The problems with this plan are clear. “Facts” aren’t facts because they’re popular but because they’re objectively true; Truth isn’t Truth because of majority vote. Legendary scientists and social leaders became legendary precisely because they departed from the popular, Galileo’s rejection of geocentrism being a good example.

The plan also appears contradictory. Google apparently considers popularity an acceptable guide for determining “facts,” but rejects popularity as a guide for determining site rankings. And many might consider it almost a fact that Google is wholly unqualified to be the Ministry of Truth. In 2012, 97 percent of its employee political contributions went to Barack Obama. And this just mirrors other tech firms; Apple’s and eBay’s employees gave, respectively, 91 and 89 percent of their contributions to Obama. Moreover, wrote the New York Times, “Among the 10 American-based information technology companies on Fortune’s list of ‘most admired companies,’ Mr. Obama raised 83 percent of the funds between the two major party candidates.”

But insofar as there’s a Web of Deceit, Google can easily be its Big Brother. It was reported in 2013 that the company set a new record, with almost 25 percent of North America’s consumer Internet traffic going through its servers; moreover, an “amazing 60 percent of all Internet end devices/users exchange traffic with Google servers during the course of an average day,” making it “bigger than Facebook, Netflix and Twitter combined,” wrote Internet monitoring firm Deepfield’s Craig Labovitz at the time.  

And taken together, the control over information flow wielded by the major search engines and social media sites is profound. Consider The New American: 80 percent of the site’s traffic comes from search engines, not regular readers. Thus, these entities can easily influence the exposure TNA receives by manipulating its placement in search results.

Perhaps a good example of this occurred last year when I penned an article about how pop star Justin Bieber allegedly wielded great clout with the Obama White House. When the piece underperformed traffic-wise despite being about the celebrity with the planet’s second-most-followed Twitter account, I investigated. Putting “Justin Bieber” into Google and performing a search limited to the previous 24 hours, I discovered that my TNA article was not on any of the top search result pages (I didn’t find it at all, in fact).
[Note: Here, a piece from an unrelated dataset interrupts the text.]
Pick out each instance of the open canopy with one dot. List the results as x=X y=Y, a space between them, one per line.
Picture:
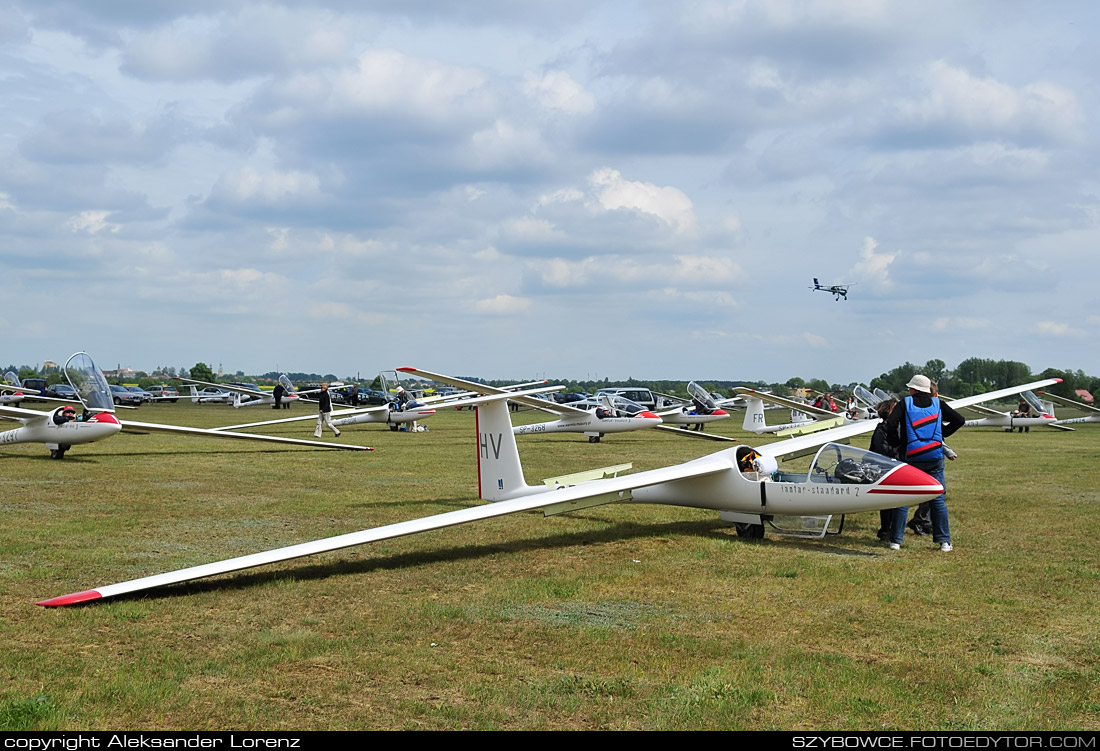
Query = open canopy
x=89 y=383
Yet a small site called JustJared.com was on the third one. This was despite its traffic ranking being upwards of 187,000.

And TNA’s being close to 11,000.

This is anecdotal, of course, but Google’s manipulation is nothing new. It has long been known that the company censors information at the behest of foreign governments, as RT.com reported here. Again, though, what’s done stealthily is most effective. As to this, consider Google subsidiary YouTube. In 2009, it appeared that the popular site was purposely making it seem as if a video of a government schoolteacher instructing young students to praise Obama in song was getting fewer views than it actually was; this would limit the video’s exposure by preventing it from appearing on YouTube’s “Popular” videos page.

And this censorship strikes where many wouldn’t suspect. For an obscure example, consider a Britney Spears video entitled “Circus.” As I wrote in 2009:

When it was issued late last year, it was immensely popular and was prominently featured by YouTube (currently has 56,371,680 views). Yet it quickly was “disappeared.” What was its trespass?

It featured circus animals.

The obvious conclusion is that YouTube’s commissars received complaints from animal-rights wackos — and these were reflected in the video’s comments section, actually — and decided it wasn’t fit for young, impressionable eyes. Of course, this is the same company that regularly features all manner and form of lewd, perverted behavior on its main video pages.

The above are just a few examples of a truly destructive media bias. The media are our conduit of information, and it’s as with a computer: garbage in, garbage out. As UCLA political science professor Tim Groseclose pointed out in his 2011 book Left Turn, the consistently left-wing mainstream media bias “makes us more liberal, which makes us less able to detect the bias, which allows the media to get away with more bias, which makes us even more liberal.”  

And that leads to social-media companies populated with leftists who fancy themselves qualified censors, a Ministry of Truth.

And that makes us even more liberal.